L'avionneur européen a enregistré 640 commandes nettes depuis le début de l'année, un chiffre qui a explosé le mois dernier avec une moisson de centaines de commandes au Bourget. Les compagnies ont applaudi le choix d'Airbus de lancer une version remotorisée de son moyen-courrier A320 : l'A320 Neo a accumulé plus de mille commandes depuis son lancement en décembre dernier.
Du coup, le constructeur dispose d'un carnet de commandes record, avec plus de 3.930 avions encore à livrer aux compagnies aériennes, soit sept ans de production au rythme actuel.
Une nouvelle toutefois accueillie sans triomphalisme au siège de Toulouse (Sud-Ouest de la France). "Il va falloir travailler, beaucoup travailler pour sortir ces avions", jugeait-on de source syndicale, à l'issue d'un comité central d'entreprise (CCE).
Le revers de la médaille est aussi que les compagnies doivent attendre des années pour recevoir leurs appareils. "Airbus a tellement de commandes que son problème est de savoir comment augmenter la cadence de production", souligne ainsi le directeur général d'Air France-KLM, Pierre-Henri Gourgeon, dans un entretien. "Une des difficultés d'Airbus est qu'ils ont tellement de succès qu'ils ne peuvent pas livrer des avions en réponse à notre demande avant 2018", se plaint ainsi le dirigeant, qui doit prochainement passer une commande pour des long-courriers.
Airbus se creuse la tête pour produire suffisamment sans risque de surchauffe.

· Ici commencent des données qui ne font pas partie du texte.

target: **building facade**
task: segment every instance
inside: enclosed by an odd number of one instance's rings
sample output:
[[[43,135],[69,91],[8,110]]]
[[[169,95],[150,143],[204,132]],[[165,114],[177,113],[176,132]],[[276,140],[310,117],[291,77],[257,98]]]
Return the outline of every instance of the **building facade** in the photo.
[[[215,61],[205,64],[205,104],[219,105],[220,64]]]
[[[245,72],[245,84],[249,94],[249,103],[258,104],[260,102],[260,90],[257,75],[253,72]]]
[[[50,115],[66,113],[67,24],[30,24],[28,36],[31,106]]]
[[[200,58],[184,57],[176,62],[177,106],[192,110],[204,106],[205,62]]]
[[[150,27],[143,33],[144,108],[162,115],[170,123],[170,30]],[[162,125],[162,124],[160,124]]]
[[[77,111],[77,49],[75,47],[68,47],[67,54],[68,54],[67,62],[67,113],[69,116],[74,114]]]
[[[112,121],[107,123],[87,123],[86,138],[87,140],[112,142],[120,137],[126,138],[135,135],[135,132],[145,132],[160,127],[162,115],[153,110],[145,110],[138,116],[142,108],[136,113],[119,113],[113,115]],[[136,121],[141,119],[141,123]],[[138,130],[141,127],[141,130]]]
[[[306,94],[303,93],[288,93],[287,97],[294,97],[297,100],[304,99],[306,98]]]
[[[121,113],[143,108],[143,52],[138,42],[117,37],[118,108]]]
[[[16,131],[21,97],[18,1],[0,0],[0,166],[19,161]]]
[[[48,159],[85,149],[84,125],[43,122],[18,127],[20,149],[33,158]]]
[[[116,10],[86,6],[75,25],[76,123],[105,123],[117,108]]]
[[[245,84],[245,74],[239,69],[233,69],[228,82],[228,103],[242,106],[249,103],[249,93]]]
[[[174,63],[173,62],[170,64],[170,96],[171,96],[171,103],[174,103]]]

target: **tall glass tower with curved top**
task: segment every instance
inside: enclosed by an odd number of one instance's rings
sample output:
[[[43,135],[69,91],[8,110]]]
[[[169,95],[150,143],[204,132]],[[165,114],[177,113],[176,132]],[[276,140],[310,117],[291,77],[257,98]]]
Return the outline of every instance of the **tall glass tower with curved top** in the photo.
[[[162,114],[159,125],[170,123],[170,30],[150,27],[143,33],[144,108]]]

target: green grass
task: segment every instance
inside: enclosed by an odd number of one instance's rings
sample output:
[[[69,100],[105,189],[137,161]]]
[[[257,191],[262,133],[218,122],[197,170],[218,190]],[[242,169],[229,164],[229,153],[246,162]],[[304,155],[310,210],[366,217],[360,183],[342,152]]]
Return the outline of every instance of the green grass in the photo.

L'avionneur sortira 42 moyen-courriers par mois fin 2012 et songe sérieusement à passer à 44. Mais il s'interroge encore sur la capacité des sous-traitants à suivre ce rythme infernal.
Il faudra aussi réussir le lancement de l'A320 Neo, livré à partir de 2015, même si cet appareil demandera peu de modifications de structure par rapport à la version actuelle du moyen-courrier. Mais le programme qui cause vraiment des insomnies aux dirigeants du groupe toulousain est le futur long-courrier A350, dont la première livraison est prévue officiellement fin 2013. Cet appareil majoritairement construit en matériaux composites, destiné à concurrencer les Boeing 787 et 777, pose de "gros défis", selon les termes d'Airbus.
Le calendrier de deux versions ultérieures du long-courrier - l'A350-800 et l'A350-1000 - a d'ailleurs déjà glissé de près de deux ans.
Ces défis industriels coïncident aussi avec des changements à la tête de l'avionneur et de sa maison mère EADS l'an prochain.
Au printemps prochain, le président exécutif d'EADS, Louis Gallois, doit être remplacé par un Allemand -vraisemblablement l'actuel patron d'Airbus, Thomas Enders, qui doit lui-même laisser son siège à un Français. Fabrice Brégier, le numéro deux de l'avionneur, fait figure de candidat naturel pour prendre la tête d'Airbus.
Arnaud Lagardère a pour sa part indiqué vouloir prendre la présidence du conseil d'administration d'EADS l'an prochain, alors même que son groupe veut se désengager à terme du groupe d'aéronautique et de défense.
Chez EADS, on veut croire que ces chaises musicales ne créeront ni turbulences, ni retour des guerres de clans qui avaient déchiré le groupe il y a quelques années.
Louis Gallois assure ainsi qu'il n'y aura pas "de changement suffisamment profond pour avoir un effet déstabilisateur sur l'entreprise". "Je pense que la transition est bien préparée, bien organisée; elle ne devrait pas poser de problème particulier", poursuit-il. En ajoutant qu'il ne lui appartient pas de nommer son successeur.